Avesta Nabs Orlando Portfolio for $32M

As part of the firm's strategy, Avesta has commenced a $5 million renovation program to modernize the interior units and upgrade the exterior aesthetics of its latest acquisition.

Multifamily owner and operator Avesta has acquired a 354-unit multifamily portfolio in Orlando for $32 million. The company rebranded and operationally merged the two communities—the 180-unit Altamonte Villas and the 174-unit Palms at Altamonte Springs—creating East Pointe at Altamonte. Walker & Dunlop arranged a $22.4 million Freddie Mac loan on behalf of Avesta, according to Yardi Matrix. PRG Real Estate was the seller.

Located in the East Altamonte Springs submarket of Orlando, East Pointe at Altamonte is situated near a wide array of retail and entertainment options, including Uptown Altamonte and Cranes Roost Park.

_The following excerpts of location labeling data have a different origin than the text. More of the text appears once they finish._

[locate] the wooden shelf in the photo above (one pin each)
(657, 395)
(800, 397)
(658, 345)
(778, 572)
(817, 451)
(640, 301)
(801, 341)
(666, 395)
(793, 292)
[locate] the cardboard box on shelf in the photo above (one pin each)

The newly merged property offer a mix of studios, one- and two-bedroom residences, as well as townhomes. Amenities include two swimming pools, a fitness center, sports court, dog park, laundry facilities and ample parking. Avesta Communities manages East Pointe at Altamonte, and the two communities were 97 percent occupied prior to the sale, according to Yardi Matrix data.

As part of Avesta’s strategy to reposition the community, the firm has commenced a $5 million renovation program to modernize the interior units and upgrade the exterior aesthetics of the property and its amenities.

“The East Altamonte Springs submarket is a perfect fit for our investment thesis, underlined by declining vacancies and more than 20 percent rent growth over the last three years. We are confident that continued population growth in the Central Florida region will continue to drive demand for multifamily assets,” Rachel Ridley, partner at Avesta, said in a prepared statement.

The acquisition adds to the company’s growing presence in Central Florida, which currently includes more than 1,500 apartment homes.